The sad reality about credit card fraud is that there’s no way to prevent it from happening 100% of the time. Two years ago, Nielson reported that despite the advancement of technology, experts still expect credit card fraud to top out at over $30-billion a year in 2020.
As a small business owner, you can’t afford to take credit card fraud lying down. No business can afford it, in fact, but small business owners are hit the hardest by this crime.
Chargebacks due to fraud are a reality, and if you allow a fraudulent transaction to take place, you’re going to pay that money straight back to the credit card company.
1. First things first…
There are a lot of “experts” online that will tell you to look out for suspicious customer behavior in your store, such as:
- Pulling the card from their pocket rather than a wallet or purse.
- Making large purchases or buying a lot of really expensive items.
- Making strange purchases, such as similar clothing items in multiple sizes.
- Buying products known to be ingredients in street drugs.
- Asking you to put the card through manually (always refuse to do this, obviously).
Fact is, you run the risk of offending an honest paying customer when making snap judgments. Not to mention, credit card companies don’t allow you to turn away a transaction to someone even if they refuse to show you ID.
If you live in a small town, it’s possible to know about the “riff raff” who don’t have a penny (or credit card) to their name. In most cases, though, refusing to allow someone to make an in-person, card-present purchase using a credit card is a slippery slope you don’t want to step onto.

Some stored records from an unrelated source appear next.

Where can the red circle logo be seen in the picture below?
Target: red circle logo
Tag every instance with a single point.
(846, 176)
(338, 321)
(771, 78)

2. You must use EMV chip readers in brick-and-mortar environments
Do NOT count the cost when it comes to adopting EMV chip readers in your stores. Service providers will often rent you a reader if you can’t swing a few hundred dollars to buy one.
EMVs are more resistant to fraud, and — the big AND — you as a merchant are guaranteed to be protected against chargebacks when you use one (the credit card company’s insurer will absorb this cost, for now).
3. Adopt the use of an AVS for online sales
An Address Verification System is a tool offered only by banks and credit card issuers. Most payment gateways, such as PayPal, etcetera, and various payment softwares don’t offer an official assessment of risk on a given transaction, even when they claim to use AVS during a transaction.
Basically, an AVS will tell you if a given address submitted during an order matches the address submitted by the registered user to their credit card provider. The results returned by the AVS can tell you how risky it might be to accept a sale, as opposed to declining the purchase at the time a payment is being made
Results that come back from an AVS:
- Full match: Low fraud risk.
- Partial match-address: Low fraud risk.
- Partial match-zip code: Low fraud risk.
- International: It pays to know what areas of the world are prone to fraud and assess all such orders carefully.
- No match: Could be legitimate, but if it isn’t, you’re the only one that stands to lose anything.
- Unavailable: Accepting payment here is taking a big risk.
An AVS is just one tool to be used in conjunction with others. Information does become outdated quickly, and none of the results detailed above guarantee fraud is taking place.
4. Stay off the phone
In this day and age, with gateways such as PayPal freely available to small business owners, it doesn’t make any sense to take credit card payment info over the phone from strangers. Long time clients, sure, if you know them well. However, it’s just as easy to confirm an order over the phone, and email a customer a link to a secured payment gateway to finish the transaction.
Recording phone calls simply isn’t enough, and the customer isn’t required to confirm their PIN or CVV over the phone either, meaning that once again, you’re on the hook if fraud takes place after you put a manual transaction through. Tell the customer you do this to prevent criminals from making fraudulent purchases with their card, and that you appreciate their cooperation.
5. Ensure all gateways and transactions are PCI-DSS compliant
This is a rather exhaustive topic to get into, and one that’s covered thoroughly on the PCI Compliance Guide Organization’s website. “Payment Card Industry Data Security Standard” is a set of standards and best practices that ensure everything you do with a consumer’s private payment data is as secure as it can be.
When dealing with chargebacks from credit card issuers, or lawsuits from card holders and actual fraudsters trying to make you culpable in their crimes; PCI-DSS compliance can work in your favor.
If you don’t follow the standards, you could be legally, and not just financially liable when fraud activity occurs. It’s particularly important for small businesses to be educated as much as possible about PCI-DSS, since you don’t have a big corporate compliance team watching your back.
Credit card fraud isn’t going away any time soon.
The fact that you’re a small, potentially struggling small business is never an excuse for letting credit card fraud take place at your business.
Keeping up on the trends taking place in the payment processing industry, reading the latest business news, and educating yourself on the latest safeguards against fraud is the only way to minimize your risks.